Review: While dancefloors have largely stood still throughout 2020, it hasn't made much of a dent in Knee Deep In Sound's musical output this year. Label head Hot Since 82 - better known as Daley Padley - takes care of their latest sonic dispatch on his sophomore long player. While last year's '8-Track' was dedicated to the passing of a close friend, the recording of 'Recovery' was a similarly cathartic process, with Padley describing the process as a therapeutic experience that enabled a more positive headspace. From the deep and slinky mood music of "Eye Of The Storm" featuring the sensual vocals of Liz Cass, to some surprisingly wonderful collaborations: "Body Control" features fellow UK tech house royalty Jamie Jones and the legendary Boy George on the mic reminiscing on the scene's good ol' days, while acclaimed outfit Rudimental support Padley on the aci-washed deepness of "Be Strong".
Review: UK tech house hero Hot Since 82 returns on his always reliable Knee Deep In Sound powerhouse: with yet more tough rolling grooves that are aimed squarely at the main room- at peak time of course! He recruits the amazing Jem Cooke here, who provided some terrific singing on fellow UK star Ki Creighton's "Love Is Here" last month. On "Buggin'", Cooke's vocal duties are complemented by an evocative yet adrenalised progressive house groove - which is perfect for late night elevation. For those of you not so keen on the vocals, the dub version up next acts as more of a handy instrumental.
Review: After starting his career like a whirling dervish, Hot Since 82 man Daley Padley has slowed down considerably in recent times. In fact, this expansive, eight-track collection of cuts is his most significant release for over two years. Padley hits the ground running with deep and picturesque tech-house shuffler "Vapours", before reaching for the wonky synth bass, Balearic house pianos and ricocheting percussion hits on "Tilted". A trio of typically tidy vocal cuts (including Jem Cooke-voiced former singles "Buggin" and "You Are The Light) follows before Padley unleashes the celebratory, sample-heavy peak-time madness of "Bloodlines". Cooke returns to speak seductively over some late night grooves on "Street Lights", while closing cut "Remains of the Day" is a near symphonic deep house rush.

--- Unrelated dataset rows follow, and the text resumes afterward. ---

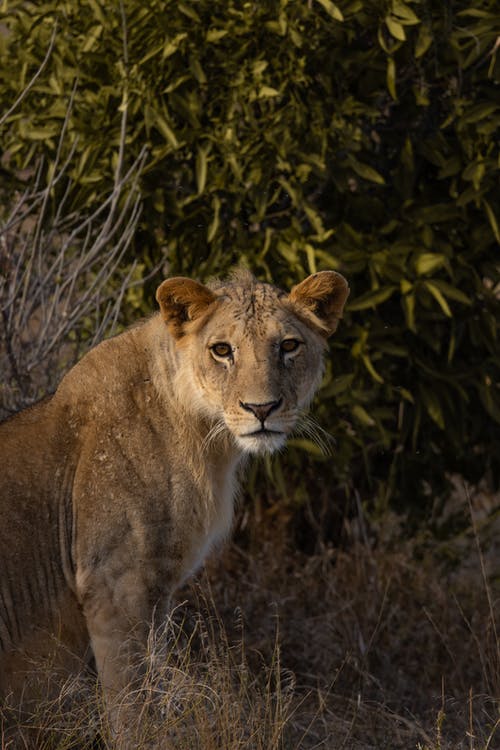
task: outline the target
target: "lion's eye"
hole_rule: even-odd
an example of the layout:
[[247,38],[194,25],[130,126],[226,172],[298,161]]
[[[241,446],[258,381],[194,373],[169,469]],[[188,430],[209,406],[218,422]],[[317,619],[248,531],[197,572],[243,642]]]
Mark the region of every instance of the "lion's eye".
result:
[[217,344],[212,344],[210,350],[215,354],[216,357],[230,357],[233,353],[231,344],[226,344],[225,341],[220,341]]
[[284,339],[280,344],[280,349],[284,354],[295,352],[300,346],[300,341],[297,339]]

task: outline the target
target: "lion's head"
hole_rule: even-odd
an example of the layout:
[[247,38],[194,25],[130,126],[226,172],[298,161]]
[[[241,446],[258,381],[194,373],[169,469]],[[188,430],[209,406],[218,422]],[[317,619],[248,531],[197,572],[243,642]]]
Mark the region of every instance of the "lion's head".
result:
[[243,452],[281,448],[320,383],[348,294],[334,271],[289,294],[245,271],[209,286],[167,279],[156,297],[176,342],[179,392],[196,394],[192,407]]

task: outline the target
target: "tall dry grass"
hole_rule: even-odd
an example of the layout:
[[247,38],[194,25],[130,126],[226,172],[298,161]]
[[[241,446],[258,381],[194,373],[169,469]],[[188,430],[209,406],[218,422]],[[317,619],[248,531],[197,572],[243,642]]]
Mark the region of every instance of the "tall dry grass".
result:
[[[388,517],[376,543],[314,555],[286,523],[254,524],[151,638],[144,677],[120,697],[136,717],[129,746],[497,747],[498,513],[470,512],[445,543],[402,541]],[[119,747],[104,715],[95,679],[73,679],[1,747]]]
[[179,607],[161,633],[151,634],[142,677],[116,698],[122,714],[134,717],[123,732],[110,731],[96,679],[79,675],[67,679],[56,698],[19,717],[2,750],[283,747],[295,682],[281,666],[278,639],[269,662],[253,670],[241,619],[240,637],[232,642],[213,603],[188,619]]

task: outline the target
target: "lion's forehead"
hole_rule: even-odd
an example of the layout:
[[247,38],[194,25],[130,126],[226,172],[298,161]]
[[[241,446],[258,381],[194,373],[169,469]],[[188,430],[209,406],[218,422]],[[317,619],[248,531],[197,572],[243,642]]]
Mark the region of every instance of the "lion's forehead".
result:
[[215,294],[221,300],[231,304],[241,315],[272,314],[280,307],[280,300],[285,293],[275,286],[246,279],[244,283],[225,284],[216,288]]
[[287,309],[279,291],[264,284],[249,291],[236,287],[220,295],[220,305],[212,316],[207,333],[228,338],[268,340],[285,330],[298,330],[299,321]]

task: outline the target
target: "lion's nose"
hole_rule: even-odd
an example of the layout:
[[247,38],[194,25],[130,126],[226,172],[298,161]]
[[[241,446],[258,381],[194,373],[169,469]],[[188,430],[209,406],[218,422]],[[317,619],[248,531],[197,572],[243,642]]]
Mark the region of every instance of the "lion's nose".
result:
[[279,398],[277,401],[267,401],[265,404],[248,404],[240,401],[240,406],[245,411],[251,412],[261,424],[264,424],[271,412],[279,409],[282,403],[283,399]]

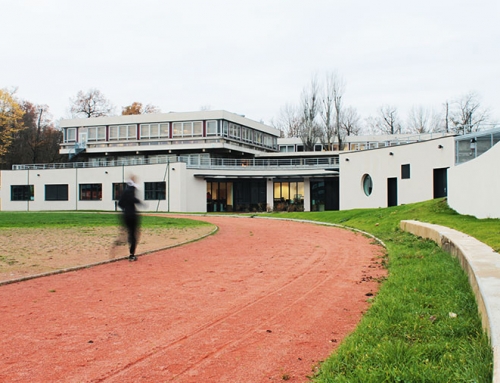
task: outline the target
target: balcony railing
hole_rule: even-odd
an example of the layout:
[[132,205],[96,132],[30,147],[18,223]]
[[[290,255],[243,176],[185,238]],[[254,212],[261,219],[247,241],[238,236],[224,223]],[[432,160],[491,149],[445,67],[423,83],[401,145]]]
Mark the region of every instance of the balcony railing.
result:
[[13,165],[12,170],[43,170],[43,169],[74,169],[74,168],[99,168],[108,166],[133,166],[167,164],[175,162],[186,163],[190,169],[311,169],[338,167],[338,157],[322,158],[290,158],[290,159],[233,159],[233,158],[206,158],[202,156],[162,156],[152,158],[128,158],[122,160],[96,161],[96,162],[64,162],[53,164],[22,164]]

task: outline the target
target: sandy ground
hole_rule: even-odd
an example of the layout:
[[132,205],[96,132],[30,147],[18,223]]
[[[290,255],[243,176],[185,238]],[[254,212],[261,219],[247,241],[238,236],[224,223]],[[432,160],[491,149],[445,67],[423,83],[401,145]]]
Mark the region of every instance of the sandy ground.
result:
[[0,286],[0,381],[307,382],[386,275],[384,249],[348,230],[197,219],[219,230],[137,262]]
[[[137,253],[175,246],[207,235],[213,226],[142,229]],[[118,240],[119,245],[115,246]],[[0,230],[0,282],[103,262],[128,255],[126,236],[116,227]]]

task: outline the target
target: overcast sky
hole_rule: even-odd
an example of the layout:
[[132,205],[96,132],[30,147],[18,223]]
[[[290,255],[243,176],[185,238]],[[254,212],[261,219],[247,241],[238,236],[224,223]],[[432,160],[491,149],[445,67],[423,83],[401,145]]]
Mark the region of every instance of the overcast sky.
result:
[[271,123],[311,78],[345,105],[441,110],[468,92],[500,118],[498,0],[0,0],[0,88],[70,117],[99,89],[115,106],[224,109]]

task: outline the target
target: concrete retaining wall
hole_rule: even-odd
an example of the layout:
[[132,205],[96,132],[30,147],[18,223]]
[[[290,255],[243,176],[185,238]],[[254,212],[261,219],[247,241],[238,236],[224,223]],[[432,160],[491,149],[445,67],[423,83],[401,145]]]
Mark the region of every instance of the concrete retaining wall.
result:
[[493,382],[500,383],[500,254],[477,239],[444,226],[401,221],[401,229],[431,239],[457,257],[469,277],[484,330],[493,348]]

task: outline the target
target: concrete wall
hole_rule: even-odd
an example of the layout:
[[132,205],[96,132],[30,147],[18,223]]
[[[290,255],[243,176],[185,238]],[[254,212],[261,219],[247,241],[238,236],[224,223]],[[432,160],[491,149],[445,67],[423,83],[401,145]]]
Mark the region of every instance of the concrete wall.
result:
[[500,146],[448,172],[449,206],[477,218],[500,218]]
[[[453,137],[341,153],[340,209],[387,207],[387,179],[392,177],[397,179],[398,205],[432,199],[433,170],[452,167],[454,153]],[[403,164],[410,164],[409,179],[401,178]],[[365,174],[373,180],[373,191],[369,196],[363,191]]]

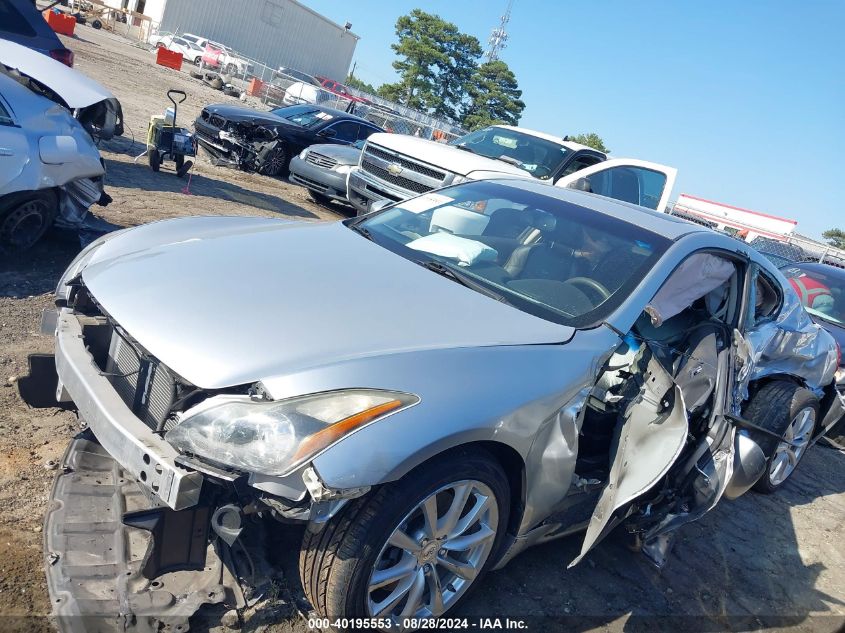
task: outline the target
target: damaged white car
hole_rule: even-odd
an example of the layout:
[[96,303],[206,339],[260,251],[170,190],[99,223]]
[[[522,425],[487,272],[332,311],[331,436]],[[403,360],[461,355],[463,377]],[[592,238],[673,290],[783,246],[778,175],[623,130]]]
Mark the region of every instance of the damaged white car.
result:
[[761,255],[539,182],[119,231],[56,302],[57,399],[89,427],[45,523],[64,630],[243,607],[241,551],[274,520],[307,524],[316,612],[382,628],[578,531],[573,564],[618,526],[662,565],[720,499],[782,486],[845,402],[833,339]]
[[94,139],[121,133],[121,116],[82,73],[0,40],[0,251],[29,248],[54,222],[79,228],[111,201]]

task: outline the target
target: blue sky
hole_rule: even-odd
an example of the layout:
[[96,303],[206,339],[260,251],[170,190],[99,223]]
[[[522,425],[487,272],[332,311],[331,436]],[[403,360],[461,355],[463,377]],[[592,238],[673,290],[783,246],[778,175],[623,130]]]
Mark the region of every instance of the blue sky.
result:
[[[486,45],[506,0],[302,0],[361,36],[356,75],[396,80],[415,7]],[[678,168],[677,194],[845,229],[845,2],[515,0],[502,53],[520,125],[597,132],[616,156]]]

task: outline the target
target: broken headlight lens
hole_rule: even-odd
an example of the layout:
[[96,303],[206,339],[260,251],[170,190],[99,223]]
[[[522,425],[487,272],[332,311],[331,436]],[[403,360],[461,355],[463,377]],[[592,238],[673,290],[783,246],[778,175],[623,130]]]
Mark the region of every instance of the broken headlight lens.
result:
[[334,170],[339,174],[348,174],[352,170],[352,165],[338,165]]
[[306,147],[304,150],[299,152],[299,160],[305,160],[305,157],[308,156],[308,148]]
[[183,453],[218,464],[284,475],[349,433],[417,402],[406,393],[373,389],[228,401],[188,415],[165,439]]

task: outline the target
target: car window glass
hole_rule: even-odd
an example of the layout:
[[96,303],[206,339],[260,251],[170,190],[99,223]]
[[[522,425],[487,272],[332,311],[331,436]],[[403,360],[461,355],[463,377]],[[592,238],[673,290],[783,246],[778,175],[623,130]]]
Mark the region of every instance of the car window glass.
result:
[[276,108],[275,110],[271,110],[271,112],[283,119],[287,119],[291,123],[301,125],[302,127],[314,127],[332,118],[332,115],[326,114],[322,110],[318,110],[313,106],[306,105]]
[[580,171],[585,167],[595,165],[600,160],[601,159],[598,156],[578,156],[571,163],[569,163],[569,165],[566,166],[566,169],[564,169],[563,173],[561,173],[561,177],[568,176],[569,174],[574,174],[576,171]]
[[0,125],[14,125],[12,116],[9,114],[9,111],[6,110],[2,101],[0,101]]
[[[379,130],[371,128],[369,125],[362,125],[361,129],[358,131],[358,138],[361,141],[366,141],[370,137],[371,134],[375,134],[378,131]],[[362,143],[361,147],[363,147],[363,143]]]
[[10,2],[0,2],[0,31],[35,37],[35,29]]
[[548,139],[498,127],[470,132],[451,141],[450,145],[504,161],[541,180],[551,178],[572,152]]
[[643,167],[611,167],[585,179],[592,193],[655,210],[666,186],[666,174]]
[[339,123],[335,123],[334,125],[330,125],[326,129],[333,130],[335,132],[335,135],[332,138],[346,143],[354,143],[358,140],[359,127],[360,125],[353,123],[352,121],[341,121]]
[[845,272],[789,266],[781,269],[804,309],[824,321],[845,325]]
[[526,312],[575,327],[606,318],[670,243],[634,224],[490,181],[399,202],[361,225],[407,259],[451,267]]

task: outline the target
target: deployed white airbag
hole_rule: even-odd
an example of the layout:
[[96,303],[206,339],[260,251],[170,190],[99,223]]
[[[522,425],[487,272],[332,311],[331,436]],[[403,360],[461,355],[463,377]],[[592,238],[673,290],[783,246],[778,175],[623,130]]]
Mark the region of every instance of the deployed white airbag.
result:
[[494,261],[498,255],[495,249],[486,244],[451,233],[432,233],[408,242],[407,247],[415,251],[457,260],[461,266]]
[[733,263],[717,255],[696,253],[687,258],[646,306],[652,325],[659,327],[667,319],[680,314],[693,301],[725,283],[735,270]]

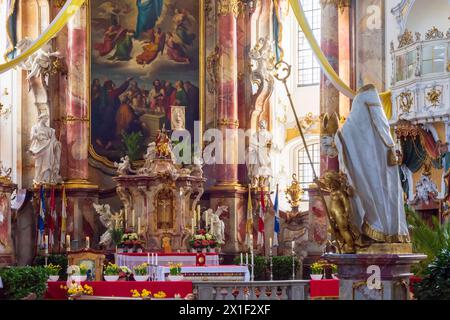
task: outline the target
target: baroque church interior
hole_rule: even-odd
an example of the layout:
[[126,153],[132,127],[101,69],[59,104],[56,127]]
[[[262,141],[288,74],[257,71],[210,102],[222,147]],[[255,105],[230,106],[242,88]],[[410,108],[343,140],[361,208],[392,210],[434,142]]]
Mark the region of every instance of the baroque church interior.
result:
[[449,21],[0,0],[0,299],[450,299]]

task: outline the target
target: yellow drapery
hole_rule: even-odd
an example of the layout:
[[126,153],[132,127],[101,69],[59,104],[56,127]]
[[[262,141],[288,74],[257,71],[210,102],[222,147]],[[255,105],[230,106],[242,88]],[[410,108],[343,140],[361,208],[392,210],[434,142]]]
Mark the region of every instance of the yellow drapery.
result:
[[[305,34],[305,38],[308,40],[309,45],[311,46],[314,55],[316,56],[317,62],[319,63],[323,73],[327,76],[327,78],[333,83],[333,85],[338,89],[342,94],[353,99],[356,96],[356,91],[352,90],[336,73],[336,71],[331,66],[330,62],[327,60],[325,54],[320,48],[319,44],[314,37],[314,34],[309,26],[308,20],[306,19],[305,13],[303,11],[303,7],[300,3],[301,0],[289,0],[292,11],[297,18],[298,24],[303,30]],[[392,117],[392,101],[391,101],[391,91],[386,91],[380,93],[380,99],[383,103],[383,109],[386,113],[388,119]]]
[[52,23],[45,29],[43,34],[33,43],[33,45],[23,52],[20,56],[11,61],[0,64],[0,74],[14,68],[22,61],[26,60],[44,44],[50,41],[59,31],[67,24],[69,19],[80,9],[86,0],[68,0],[64,7],[61,8],[58,15],[53,19]]

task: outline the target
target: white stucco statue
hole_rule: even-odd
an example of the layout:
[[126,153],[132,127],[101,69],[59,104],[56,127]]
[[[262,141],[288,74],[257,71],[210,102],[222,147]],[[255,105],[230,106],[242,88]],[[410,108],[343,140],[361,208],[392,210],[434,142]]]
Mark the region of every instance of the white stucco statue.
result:
[[267,122],[260,121],[258,132],[250,138],[248,151],[247,169],[253,185],[258,183],[267,185],[269,178],[272,177],[272,140],[272,134],[267,130]]
[[[31,47],[33,40],[25,37],[20,40],[16,48],[18,53],[21,54]],[[52,57],[61,58],[60,52],[52,52],[52,47],[49,43],[42,46],[38,51],[32,54],[28,59],[20,64],[20,67],[28,71],[27,80],[33,77],[40,77],[44,74],[43,71],[49,70],[51,68]],[[46,84],[48,79],[44,79]]]
[[130,157],[125,156],[120,158],[120,162],[114,162],[114,167],[117,168],[117,173],[119,176],[126,176],[132,172]]
[[122,225],[122,215],[120,213],[111,213],[109,204],[93,204],[95,211],[99,214],[100,222],[106,228],[105,233],[100,236],[100,245],[108,247],[112,242],[111,231],[119,229]]
[[353,187],[349,223],[382,243],[409,242],[395,143],[373,85],[358,91],[335,139],[339,166]]
[[35,159],[34,183],[60,183],[61,143],[56,139],[55,129],[47,123],[49,116],[45,113],[38,118],[38,123],[31,128],[31,145],[29,151]]
[[423,201],[426,204],[430,203],[430,200],[434,196],[437,198],[439,191],[436,184],[431,180],[429,175],[422,175],[416,184],[416,197],[415,201]]
[[227,206],[220,206],[209,217],[211,221],[210,233],[216,237],[219,244],[225,243],[225,223],[220,219],[220,215],[227,210]]

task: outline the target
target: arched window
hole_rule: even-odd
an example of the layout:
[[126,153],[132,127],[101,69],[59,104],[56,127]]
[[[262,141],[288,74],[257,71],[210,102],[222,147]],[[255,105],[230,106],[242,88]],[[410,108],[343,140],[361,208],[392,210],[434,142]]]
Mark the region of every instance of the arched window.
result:
[[[309,153],[314,165],[314,170],[320,174],[320,143],[310,144]],[[297,150],[297,175],[303,189],[309,188],[314,182],[314,174],[305,148]]]
[[[301,0],[305,16],[309,25],[320,43],[321,7],[320,0]],[[300,26],[298,27],[298,86],[312,86],[320,82],[320,66],[314,53],[305,38]]]

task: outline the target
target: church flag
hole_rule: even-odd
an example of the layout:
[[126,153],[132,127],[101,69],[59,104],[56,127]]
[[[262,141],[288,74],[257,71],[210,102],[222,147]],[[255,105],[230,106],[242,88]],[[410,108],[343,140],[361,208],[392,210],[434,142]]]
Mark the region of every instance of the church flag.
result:
[[44,233],[45,233],[45,196],[44,196],[44,186],[41,186],[39,191],[39,217],[38,217],[38,246],[42,248],[44,246]]
[[264,212],[266,211],[266,205],[264,203],[264,192],[261,190],[261,203],[259,205],[259,217],[258,217],[258,246],[264,246]]
[[50,191],[50,214],[47,216],[48,226],[48,244],[51,247],[55,244],[55,230],[56,230],[56,202],[55,202],[55,187]]
[[247,204],[247,224],[245,232],[245,243],[249,249],[252,248],[253,234],[253,205],[252,205],[252,188],[248,186],[248,204]]
[[67,198],[66,198],[66,186],[62,187],[62,205],[61,205],[61,239],[59,241],[60,247],[64,248],[66,243],[66,232],[67,232]]
[[273,246],[278,247],[278,236],[280,234],[280,209],[278,207],[278,185],[273,209],[275,211],[275,221],[273,224]]

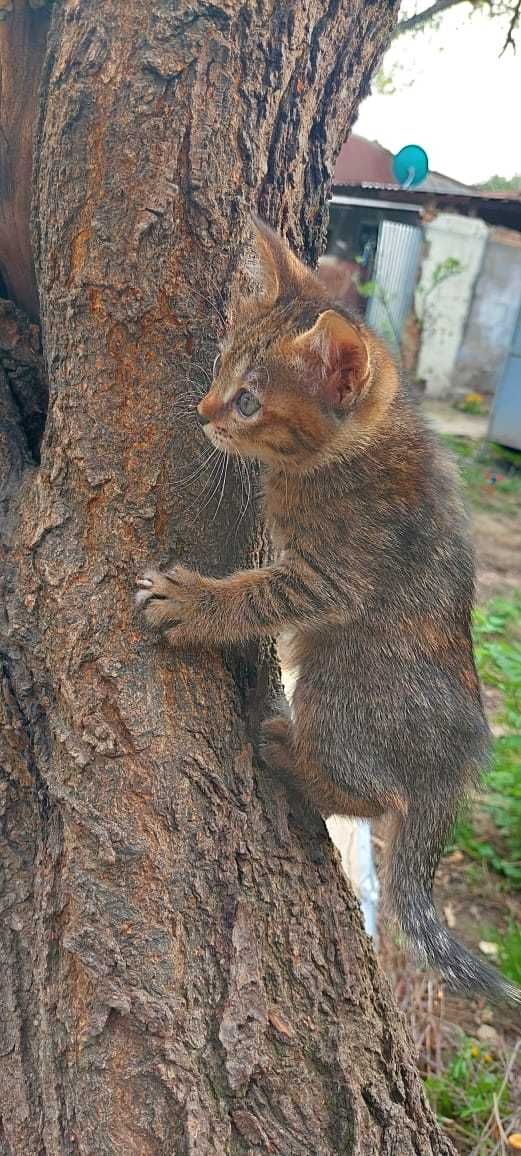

Review: Toolroom Live 01 is a behemoth. At 61 tracks large, inclusive of three continues DJ mixes, this new concept by Toolroom, as they say, is to highlight key artists, present new tracks, and give their fans a taste of the live experience. On here there's music from Harvey Mckay, Gary Beck and Maison Sky, to Bat For Lashes, Hot Since 82 and label owner Mark Knight, and if you're looking to grasp the Toolroom Live concept (and other oddities you might not expect), while getting some bang from your buck, this release is a well informed start.
Review: Listening to Miami 2014 it sounds like this year's WMC will be dominated by interpretations of classic US house. Prok & Fitch's "South Keys (original club mix)" is a storming tribal affair, while the key changes and heavy low end on My Digital Enemy's "Change" is reminiscent of New Jersey garage. Garage of a UK variety is audible on the rolling snares and rubbery bassline of Hot Since 82 's "Hot's Groove", but in the main, this compilation is US-dominated. Piemont's "Microsleep (original mix)" recalls the darkest excesses of Armand Van Helden house, replete with scary sirens, while the Kevin Knapp take on Richy Ahmed's "The Drums" is a clap-heavy Chicago jam.
Review: Judging by Toolroom's latest mammoth collection, the sound of the White Island in 2014 will be uplifting house music. Granted, there are some diversions on this compilation thanks to Eric Sneo's rattling minimalism and Doorly's jacking "Thunder Clap", but these are few and far between. Even Kelis gets in on the vocal house sound, with Breach chopping up the singer's vocals on his tracky version of "Rumble". Breach faces stiff competition from his peers though, with Tensnake turning London Grammar's "Hey Now" into an epic vocal anthem. However, the stand out contribution comes from a real veteran and MK's piano-led take on Lancelot's "Givin' It Up (feat Antony & Cleopatra)" recalling classic KMS.
Review: One of the best things about the 70s & 80s was the bizarre disco-not-disco records that often quite mainstream acts would make for a laugh. Sting's 1978 collaboration with Eberhard Schoener being a prime example. Here St Albans' finest have delivered a faithful electro-disco version for their Late Night Tales comp. On remix duties, Jay Shepherd delivers a cheery house version but it's Hot Since 82's sultry dub version is the real gem here.